I would guess a lot of people come here for a reality check. And before posting, if they ever do, they’ll first read a lot of threads to help them find context for their own experience. That’s what I did. But I would never have posted if I first read stories that looked transparently bogus. I read a lot of mind blowingly outrageous stuff here before posting (ShamWow’s story comes to mind), but in each case the narrator and narrative were credible. So the risk would seem to be that if we get a lot of Penthouse letters, people won’t take the site seriously, and that could be it’s undoing.


----------



## aeg512 (Mar 22, 2011)

The main problem when fiction is allowed to just keep running is that the forum looses credibility. I come to the forums to gain insight to assist with communication in marriage, no affairs, so I may have more of an open mind. The problem is that I did do claims work for over 30 years and credibility is the biggie when collecting information from others. There is one forum where there is not much interest and the main reason is it was taken over by posters that allways give the same advice, just like you have a few on here. One thing learned was that people are different and there are very few things that take place that are the same. It is best to approach with a roadmap, but you need to be ready to change directions, that seems to happen very few times here.


----------



## Paladin (Oct 15, 2011)

I agree it might waste time, but I doubt the few "fictional" type posts will have much of an impact on the reputation of the site as a whole. AngryandUsed made a very good point early in this thread, since there is no way to 100% know for sure if something is fiction, we must apply the charitable interpretation and treat it as truth, until it is 100% clear that the poster is only out to get attention or waste time/troll. 

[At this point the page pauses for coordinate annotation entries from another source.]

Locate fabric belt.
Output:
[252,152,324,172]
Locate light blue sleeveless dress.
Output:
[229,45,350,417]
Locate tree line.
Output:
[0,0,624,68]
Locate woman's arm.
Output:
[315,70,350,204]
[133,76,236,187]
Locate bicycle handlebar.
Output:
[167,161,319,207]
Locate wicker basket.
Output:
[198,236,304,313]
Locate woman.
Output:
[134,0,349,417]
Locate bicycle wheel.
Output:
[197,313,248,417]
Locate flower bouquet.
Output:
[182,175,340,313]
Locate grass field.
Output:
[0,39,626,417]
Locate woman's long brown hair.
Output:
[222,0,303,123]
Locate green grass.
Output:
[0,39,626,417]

There is also the fact that even in a fictional thread, if good advice is given, there is a chance some lurker will stumble on that advice and be helped in some way.


----------



## Count of Monte Cristo (Mar 21, 2012)

aeg512 said:


> The main problem when fiction is allowed to just keep running is that the forum looses credibility. I come to the forums to gain insight to assist with communication in marriage, no affairs, so I may have more of an open mind. The problem is that I did do claims work for over 30 years and credibility is the biggie when collecting information from others. There is one forum where there is not much interest and the main reason is it was taken over by posters that allways give the same advice, just like you have a few on here. One thing learned was that people are different and there are very few things that take place that are the same. It is best to approach with a roadmap, but you need to be ready to change directions, that seems to happen very few times here.


You make some valid points. One size does not necessarily fit all. You're fortunate that you haven't experienced the heart-wrenching grief of infidelity. Trust me and others that have, there's no pain quite like it. 

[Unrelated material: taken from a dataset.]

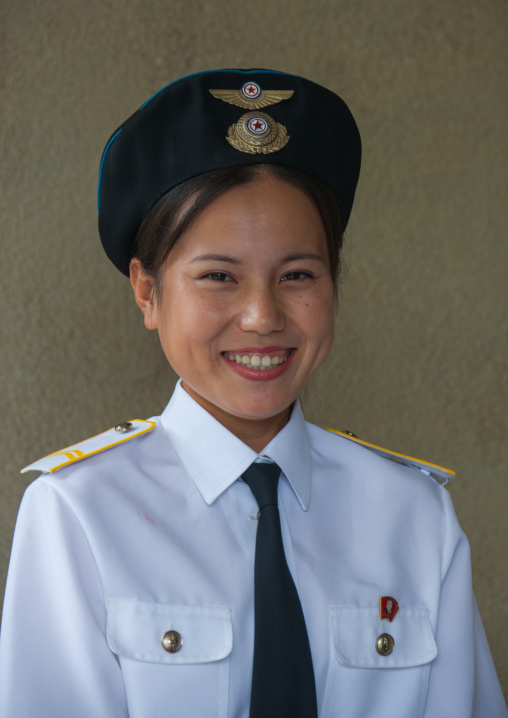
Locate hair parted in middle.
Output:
[132,165,343,300]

Your not having experienced such a tragic event does not really give you an open mind. It's kinda like sex -- you have to experience it to really be able to understand it.

In addition, while human beings are different from each other, we invariably follow certain scripts in different situations. An otherwise law-abiding individual will most certainly break the law and steal food if it means keeping his family from starving. This is a given. Similarly, cheaters (and betrayed spouses) also follow their own scripts. 

You're correct to say that we're all different -- however, we're very similar in how we behave under certain conditions.


----------